Hey group, I recently started a new job where the target is a handheld device with 3 buttons on it and a few other internal interrupts, occurring maybe only every 125ms when it is in a real processing mode, with little processing to do to service the interrupts. The system runs on a low power controller and goes to low power mode whenever possible. It is implemented as a state machine, with a bunch of sub-states, so it is really a single threaded application. This was initially designed and implemented maybe 20 yrs ago, and ported over the years.
But, the exisiting design has an event queue. I do not understand why for such a simple system. The ISRs log the events, the main operating loop queues the events to itself, and then deques and makes calls into the appropriate sub-state machine. I want to lobby to get rid of this queue because the system really cannot process more than one event at a time anyway, and the events are so spread out over time.
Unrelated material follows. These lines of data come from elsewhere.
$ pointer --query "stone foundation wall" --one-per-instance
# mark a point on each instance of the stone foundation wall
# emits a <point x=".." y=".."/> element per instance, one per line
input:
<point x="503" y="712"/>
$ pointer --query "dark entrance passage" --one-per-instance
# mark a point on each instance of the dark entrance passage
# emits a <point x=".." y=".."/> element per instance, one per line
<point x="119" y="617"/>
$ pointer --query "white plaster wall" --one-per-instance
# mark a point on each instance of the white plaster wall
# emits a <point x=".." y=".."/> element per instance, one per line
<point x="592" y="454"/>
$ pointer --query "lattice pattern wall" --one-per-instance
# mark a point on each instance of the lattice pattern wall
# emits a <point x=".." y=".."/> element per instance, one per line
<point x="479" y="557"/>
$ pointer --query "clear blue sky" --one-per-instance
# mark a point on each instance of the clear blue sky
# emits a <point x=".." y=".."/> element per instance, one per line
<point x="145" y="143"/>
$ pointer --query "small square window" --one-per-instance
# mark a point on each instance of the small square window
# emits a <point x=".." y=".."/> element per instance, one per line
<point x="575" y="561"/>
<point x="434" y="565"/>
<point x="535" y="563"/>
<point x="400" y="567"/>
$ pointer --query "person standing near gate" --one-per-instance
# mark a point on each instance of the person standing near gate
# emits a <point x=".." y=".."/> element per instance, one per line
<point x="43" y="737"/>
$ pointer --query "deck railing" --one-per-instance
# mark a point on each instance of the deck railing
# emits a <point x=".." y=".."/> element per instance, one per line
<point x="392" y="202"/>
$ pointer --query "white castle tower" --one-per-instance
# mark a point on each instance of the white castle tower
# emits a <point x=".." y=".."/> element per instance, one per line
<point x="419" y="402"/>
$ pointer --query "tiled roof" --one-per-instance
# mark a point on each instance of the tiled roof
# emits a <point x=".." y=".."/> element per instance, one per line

I contend that the single threaded application should be permitted to run as far as it can before needed an event, at which point it could simply go into low power mode and wait for an event that concerns it to wake the system. The ISR could log what the event was, if pertinent for that state, and wake the processor to handle it.
Now I have tried this arguement with co-workers already; of course I am new here and this is their baby, and everyone is resistent to change. Removal of the queue would significantly simplify the already simple system. Even state changes, state changes not even caused by events, are queued!
I guess what I am looking for is some documented ammunition for my superiors and co-workers that states when use of queue is desirable and when it is overkill. Any good books journals out there?